En vue d’améliorer encore la gestion des pêches dans l’Union européenne, le document aborde également les questions suivantes :
- introduire la possibilité d’un régime différencié pour protéger les flottes côtières artisanales ;
- tirer le meilleur parti de nos pêcheries ;
- aménager le principe de stabilité relative pour qu’il contribue davantage aux objectifs de la PCP ;
- réserver ou non la zone des douze milles nautiques aux navires de pêche artisanale ;
- faire en sorte que le secteur européen de la pêche (capture ou aquaculture) perçoive une plus grande part du prix payé par le consommateur dans le commerce ;
- intégrer la politique commune de la pêche dans le contexte global de la politique maritime ;
- améliorer la base de connaissances et les données scientifiques à l’appui de la politique ;
- redéfinir le volet extérieur de la politique commune de la pêche ;
- discuter du rôle de l’aquaculture dans la PCP réformée.

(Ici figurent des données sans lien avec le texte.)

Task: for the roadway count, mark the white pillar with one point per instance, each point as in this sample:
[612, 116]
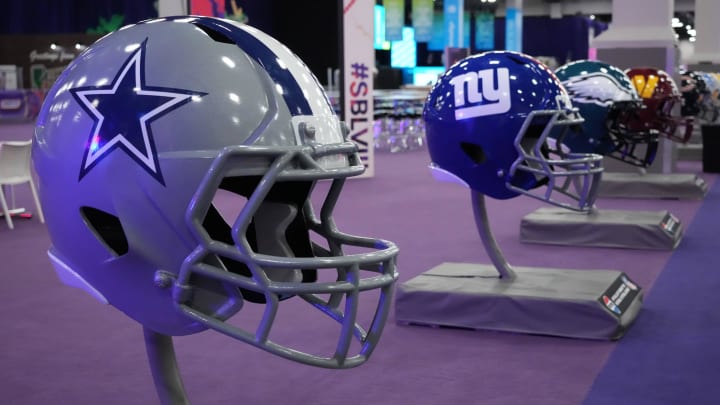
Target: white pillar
[513, 25]
[172, 7]
[707, 43]
[641, 35]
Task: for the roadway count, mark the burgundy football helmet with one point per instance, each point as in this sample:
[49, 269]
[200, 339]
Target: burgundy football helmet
[660, 95]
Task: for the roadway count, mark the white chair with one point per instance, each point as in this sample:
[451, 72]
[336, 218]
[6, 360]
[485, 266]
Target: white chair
[15, 169]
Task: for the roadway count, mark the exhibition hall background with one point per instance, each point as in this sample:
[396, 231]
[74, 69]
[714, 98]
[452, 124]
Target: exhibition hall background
[310, 29]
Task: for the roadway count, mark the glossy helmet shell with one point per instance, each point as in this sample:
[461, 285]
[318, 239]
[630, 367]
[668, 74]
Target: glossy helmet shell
[135, 140]
[662, 98]
[608, 103]
[487, 119]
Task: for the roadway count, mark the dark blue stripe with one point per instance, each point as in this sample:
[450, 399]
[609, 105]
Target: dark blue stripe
[256, 49]
[672, 353]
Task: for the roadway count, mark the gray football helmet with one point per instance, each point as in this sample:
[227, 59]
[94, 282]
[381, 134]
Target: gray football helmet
[139, 136]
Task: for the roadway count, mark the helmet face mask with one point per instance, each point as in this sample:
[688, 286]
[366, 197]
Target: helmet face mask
[487, 123]
[155, 147]
[610, 106]
[662, 99]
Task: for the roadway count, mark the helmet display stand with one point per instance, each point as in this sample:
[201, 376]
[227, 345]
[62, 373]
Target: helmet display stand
[585, 304]
[163, 365]
[661, 186]
[623, 181]
[651, 230]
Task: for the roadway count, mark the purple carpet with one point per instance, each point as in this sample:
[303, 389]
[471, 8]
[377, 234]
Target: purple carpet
[61, 347]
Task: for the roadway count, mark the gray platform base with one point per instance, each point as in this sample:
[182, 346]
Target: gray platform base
[654, 230]
[583, 304]
[675, 186]
[690, 151]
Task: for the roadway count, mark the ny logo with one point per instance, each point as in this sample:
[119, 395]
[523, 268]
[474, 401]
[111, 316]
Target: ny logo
[495, 97]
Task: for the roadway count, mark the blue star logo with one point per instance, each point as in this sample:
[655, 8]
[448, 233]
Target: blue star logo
[122, 113]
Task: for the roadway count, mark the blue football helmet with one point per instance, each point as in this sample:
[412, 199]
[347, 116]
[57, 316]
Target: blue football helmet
[135, 143]
[487, 123]
[610, 105]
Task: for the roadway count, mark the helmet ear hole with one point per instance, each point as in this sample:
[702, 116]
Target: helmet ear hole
[474, 152]
[106, 228]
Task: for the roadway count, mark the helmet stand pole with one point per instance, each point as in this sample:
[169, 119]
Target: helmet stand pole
[491, 246]
[163, 365]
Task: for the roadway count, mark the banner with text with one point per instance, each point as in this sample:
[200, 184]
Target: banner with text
[358, 65]
[513, 29]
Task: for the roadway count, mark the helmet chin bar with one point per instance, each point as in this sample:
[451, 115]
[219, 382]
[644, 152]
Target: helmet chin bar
[682, 125]
[573, 175]
[621, 116]
[627, 143]
[290, 164]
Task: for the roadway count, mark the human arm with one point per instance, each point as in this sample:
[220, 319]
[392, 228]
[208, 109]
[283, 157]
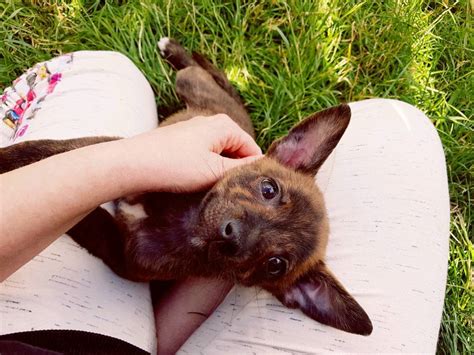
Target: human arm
[41, 201]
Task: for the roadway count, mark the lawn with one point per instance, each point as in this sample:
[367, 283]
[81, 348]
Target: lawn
[289, 59]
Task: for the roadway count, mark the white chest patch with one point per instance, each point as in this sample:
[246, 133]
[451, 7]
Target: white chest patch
[132, 213]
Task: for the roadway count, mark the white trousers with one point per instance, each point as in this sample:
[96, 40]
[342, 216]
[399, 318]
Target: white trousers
[386, 193]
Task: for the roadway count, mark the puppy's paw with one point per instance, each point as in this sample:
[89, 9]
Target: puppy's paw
[162, 44]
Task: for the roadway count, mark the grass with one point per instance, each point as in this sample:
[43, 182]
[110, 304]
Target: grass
[289, 59]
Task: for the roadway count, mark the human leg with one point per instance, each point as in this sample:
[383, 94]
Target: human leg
[386, 193]
[84, 94]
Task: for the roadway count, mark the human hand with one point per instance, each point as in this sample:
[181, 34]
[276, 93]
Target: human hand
[186, 156]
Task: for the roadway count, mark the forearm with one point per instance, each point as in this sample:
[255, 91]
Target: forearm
[41, 201]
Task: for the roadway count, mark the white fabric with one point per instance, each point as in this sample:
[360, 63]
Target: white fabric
[386, 193]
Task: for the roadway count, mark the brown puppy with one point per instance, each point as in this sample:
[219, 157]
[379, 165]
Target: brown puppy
[263, 224]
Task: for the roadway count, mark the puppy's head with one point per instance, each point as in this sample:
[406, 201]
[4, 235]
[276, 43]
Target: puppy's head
[265, 224]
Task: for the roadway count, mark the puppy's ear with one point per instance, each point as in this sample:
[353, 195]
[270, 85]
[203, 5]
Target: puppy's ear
[310, 142]
[320, 296]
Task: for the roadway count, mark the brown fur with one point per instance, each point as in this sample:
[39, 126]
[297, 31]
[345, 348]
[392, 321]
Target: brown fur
[232, 231]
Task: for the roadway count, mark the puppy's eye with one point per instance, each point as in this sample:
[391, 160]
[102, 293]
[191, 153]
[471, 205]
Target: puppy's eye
[276, 266]
[269, 188]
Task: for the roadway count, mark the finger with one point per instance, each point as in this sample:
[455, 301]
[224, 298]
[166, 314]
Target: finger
[243, 146]
[236, 141]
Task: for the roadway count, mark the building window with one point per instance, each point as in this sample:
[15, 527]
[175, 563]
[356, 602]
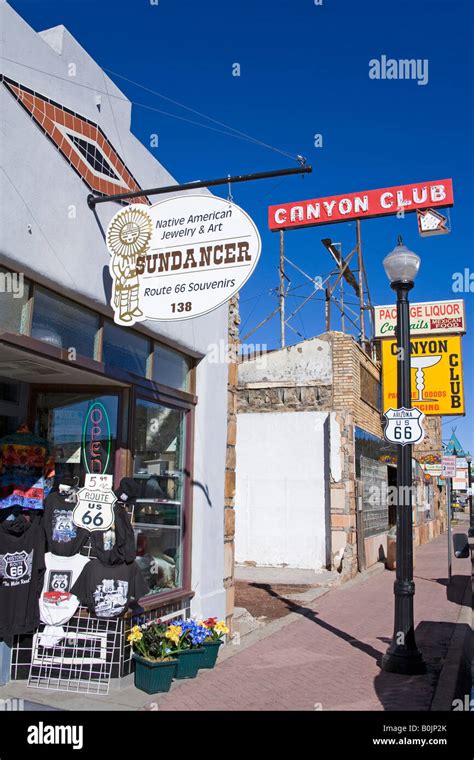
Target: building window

Le travail sur la réforme ne mettra pas fin aux efforts visant à renforcer l’efficacité de la PCP dans le cadre existant. De nombreuses mesures peuvent encore être prises, et le seront, d’ici à la mise en œuvre de la réforme. Il s’agit entre autres :
- de revoir la politique des contrôles afin de faire en sorte que les décisions soient correctement mises en œuvre et que tous les États membres bénéficient d’une égalité de traitement,
- de poursuivre les efforts engagés contre la pêche illicite, non déclarée et non réglementée de manière à lutter contre ces pratiques dans les eaux européennes et contre l’importation des produits qui en sont issus,
- de lancer de nouvelles initiatives visant d’une part à éliminer la pratique des rejets et d’autre part à protéger les espèces et les habitats sensibles,
- de poursuivre l’intégration de la PCP dans la PMI, y compris en ce qui concerne le soutien à la mise en œuvre de la stratégie pour le milieu marin visant à assurer la protection environnementale des écosystèmes marins,
- de mettre en place une nouvelle stratégie pour le secteur de l’aquaculture permettant de faire sauter les obstacles à son développement,
- d’instaurer et de mettre en œuvre des plans de gestion à long terme supplémentaires visant à réduire la pression de pêche exercée sur les stocks surexploités et à les ramener à leur niveau de production maximale équilibrée,
- de renforcer la transparence au profit des consommateurs et d’améliorer encore la traçabilité de la production tout au long de la chaîne de commercialisation.
Ces initiatives auront pour objectif de régler certains problèmes urgents à court et à moyen terme tout au long de la réflexion sur la révision à plus long terme du cadre politique correspondant.
Compte tenu des résultats du réexamen du budget, et sans préjuger de la discussion à venir sur le prochain cadre financier, la Commission effectuera une synthèse du débat pour le premier semestre de 2010 et produira des conclusions sur la direction à donner à la réforme de la PCP.
Une analyse d’impact sera alors menée, puis, après des consultations complémentaires avec les parties intéressées, la Commission élaborera une proposition de nouveau règlement de base qui sera présentée au Conseil et au Parlement européen avec l’ensemble des autres propositions de bases juridiques dans le contexte du nouveau cadre financier qui entrera en vigueur en 2013.